Forced ranking (“stack ranking” or “rank and yank”) of employee performance was one contribution to MSFT’s loss of momentum, according to Kurt Eichenwald’s article on How Microsoft lost its Mojo. 

His extensive interviews with current and past Microsoft employees point to forced rankings leading to:

  •     Competitive sabotage and undermining of peers
  •     Focus on short-term results that coincide with twice-yearly rankings
  •     Undermined intrinsic motivation in face of  “impossible”-seeming odds
  •     Reduced innovation
  •     Lack of collaboration
  •     Focus on “visibility” to managers’ peers instead of improving performance
  •     Misguided decisions
  •     Mistrust of management and colleagues
  •     Unwanted attrition
  •     Stress for all.Forced ranking systems, used by a substantial number of Fortune 500 companies, is the eighth most-frequently used appraisal technique in the U.S.
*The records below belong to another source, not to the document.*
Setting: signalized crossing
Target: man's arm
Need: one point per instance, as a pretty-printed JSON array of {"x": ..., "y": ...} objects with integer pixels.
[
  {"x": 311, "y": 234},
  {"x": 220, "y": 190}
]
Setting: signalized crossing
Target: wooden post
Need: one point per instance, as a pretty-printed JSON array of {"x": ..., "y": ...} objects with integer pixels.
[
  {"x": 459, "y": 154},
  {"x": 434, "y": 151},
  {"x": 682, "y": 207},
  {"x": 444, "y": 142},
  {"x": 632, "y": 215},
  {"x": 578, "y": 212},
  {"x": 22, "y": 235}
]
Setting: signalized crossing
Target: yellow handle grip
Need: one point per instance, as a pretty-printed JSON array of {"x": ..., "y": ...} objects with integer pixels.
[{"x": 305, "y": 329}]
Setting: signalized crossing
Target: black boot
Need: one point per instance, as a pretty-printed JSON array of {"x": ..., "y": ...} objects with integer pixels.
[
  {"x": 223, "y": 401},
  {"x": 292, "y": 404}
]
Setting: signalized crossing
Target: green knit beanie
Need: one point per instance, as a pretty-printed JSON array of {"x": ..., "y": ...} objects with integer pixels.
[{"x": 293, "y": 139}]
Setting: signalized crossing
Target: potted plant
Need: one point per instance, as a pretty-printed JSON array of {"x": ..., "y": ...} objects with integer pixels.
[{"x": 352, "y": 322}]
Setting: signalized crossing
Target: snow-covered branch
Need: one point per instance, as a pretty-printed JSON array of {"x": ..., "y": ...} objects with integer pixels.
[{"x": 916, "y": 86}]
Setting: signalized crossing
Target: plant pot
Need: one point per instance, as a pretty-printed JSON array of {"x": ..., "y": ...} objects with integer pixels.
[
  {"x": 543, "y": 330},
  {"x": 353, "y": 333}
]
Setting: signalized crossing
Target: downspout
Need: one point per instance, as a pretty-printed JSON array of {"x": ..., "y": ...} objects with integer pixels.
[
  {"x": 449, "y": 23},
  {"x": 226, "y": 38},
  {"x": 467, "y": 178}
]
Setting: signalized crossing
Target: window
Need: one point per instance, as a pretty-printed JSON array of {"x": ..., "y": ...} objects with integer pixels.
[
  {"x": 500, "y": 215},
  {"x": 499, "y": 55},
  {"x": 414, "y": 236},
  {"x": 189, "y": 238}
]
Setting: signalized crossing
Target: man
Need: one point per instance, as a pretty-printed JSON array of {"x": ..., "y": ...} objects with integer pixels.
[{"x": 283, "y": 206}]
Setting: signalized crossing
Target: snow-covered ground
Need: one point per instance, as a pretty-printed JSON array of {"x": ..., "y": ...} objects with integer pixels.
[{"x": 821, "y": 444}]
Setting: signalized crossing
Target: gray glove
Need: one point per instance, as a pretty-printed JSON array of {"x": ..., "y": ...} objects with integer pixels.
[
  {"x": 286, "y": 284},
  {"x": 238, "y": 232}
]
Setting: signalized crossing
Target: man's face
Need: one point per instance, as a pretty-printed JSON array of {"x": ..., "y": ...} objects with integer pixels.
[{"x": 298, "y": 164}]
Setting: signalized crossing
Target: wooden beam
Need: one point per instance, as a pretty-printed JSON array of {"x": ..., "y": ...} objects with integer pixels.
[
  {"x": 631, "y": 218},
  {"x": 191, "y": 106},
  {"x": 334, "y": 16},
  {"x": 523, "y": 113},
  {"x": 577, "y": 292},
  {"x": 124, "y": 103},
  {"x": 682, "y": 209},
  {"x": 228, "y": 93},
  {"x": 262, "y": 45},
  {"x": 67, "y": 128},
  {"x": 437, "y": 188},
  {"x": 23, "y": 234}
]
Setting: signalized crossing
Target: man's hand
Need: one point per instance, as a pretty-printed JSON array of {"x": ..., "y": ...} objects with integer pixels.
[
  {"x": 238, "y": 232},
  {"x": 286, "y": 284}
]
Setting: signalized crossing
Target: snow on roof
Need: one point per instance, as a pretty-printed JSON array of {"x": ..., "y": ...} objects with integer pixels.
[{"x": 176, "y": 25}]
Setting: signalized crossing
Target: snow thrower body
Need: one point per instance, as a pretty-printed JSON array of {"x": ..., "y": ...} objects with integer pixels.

It requires management teams to evaluate employees’ performance against other employees, rather against pre-determined standards.
The goal is to create a meritocracy in which superior performance is recognized and under-performance is “managed.”

Steve Scullen

Steve Scullen evaluated “forced distribution rating system” (FDRS) in a simulation study of 100 companies of 100 employees each over a three year period.
He reported in Personnel Journal that forced ranking and hypothetically firing of the bottom 5% or 10%, resulted in a 16% productivity improvement.
Productivity gains increase when more low performers were removed.

He acknowledged the negative consequences of forced rankings for employee morale, teamwork, collaboration, recruitment, shareholder perception, and brand image.
Nevertheless, Scullen found that the potential problems were counterbalanced by benefits.

Scullen determined that most benefit from forced ranking comes in the first few years of implementation: “…each time a company improves its workforce by replacing an employee with a new hire, it becomes more difficult to do so again… the better the workforce is, the more difficult it must be to hire applicants who are superior to the current employees who would be fired.

Dick Grote’s Forced Ranking: Making Performance Management Work, argues that most companies achieve benefits of forced ranking systems in “a few years” and are advised to replace
forced ranking with other talent management initiatives after the organization has implemented a refined selection process to ensure hiring top talent.

Peter Capelli

Peter Cappelli of The Wharton School and author of Talent on Demand: Managing Talent in an Age of Uncertainty, quantified the benefit of removing low performers:  This group contributes about five times less to organizations than high performers, according to his research.

In contrast, Alys Woodward of IDC challenged these arguments in her article on misunderstanding and misuse of statistics in stack ranking.

Alys Woodward

She concluded that “stack ranking assumes the statistics dictate reality, rather than reflect reality.”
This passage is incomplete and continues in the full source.